A Parler user posting from inside a military facility, with the green dot representing the GPS coordinates, and the red are representing the facility itself.

The Army is doing additional security screening to determine which National Guard troops will be deployed during the upcoming Inauguration because of concerns that military members could be sympathetic to the ideologies of Capitol rioters, Army Times reported earlier this week. Heavily armed members of the National Guard are currently in Washington D.C. protecting the Capitol building.

Congress has demanded an investigation to determine the extent to which white supremacist ideology has penetrated military ranks.

"It's terrifying and revolting that members of the military and veterans could be involved in an insurrection in an attempt to violently overthrow the government," Senator Richard Blumethal said in a statement on Thursday. White supremacy has become more popular with troops in the past year, according to a senior Defense official told reporters.


Neo-Nazis are trying to recruit active service members and have called for assassinations, VICE News reported this week.

The Associated Press found at least 21 current or former members of the U.S. military of law enforcement as being at or near the Capitol riot. On Wednesday authorities arrested Jacob Fracker, an infantryman with the Virginia National Guard and Thomas Robertson, an Army veteran, reported.

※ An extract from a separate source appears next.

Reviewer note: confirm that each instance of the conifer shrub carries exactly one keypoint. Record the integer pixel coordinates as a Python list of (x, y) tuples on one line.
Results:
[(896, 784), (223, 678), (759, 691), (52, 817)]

This week, Tam Pham, a Houston Police Department officer, resigned after Chief Art Acevedo reviewed social media posts appearing to show Pham inside the Capitol during the January 6 riots. The Chief contacted the FBI and expects federal charges to be filed, The Houston Chronicle reported

A U.S. Army spokesperson told Motherboard in a statement that "The Army is committed to working closely with the F.B.I. as they identify people who participated in the violent attack on the Capitol to determine if the individuals have any connection to the Army.  Any type of activity that involves violence, civil disobedience, or a breach of peace may be punishable under the Uniform Code of Military Justice or under state or federal law. For any further questions, please contact the DOJ."

This piece has been updated to include a statement from a U.S. Army spokesperson.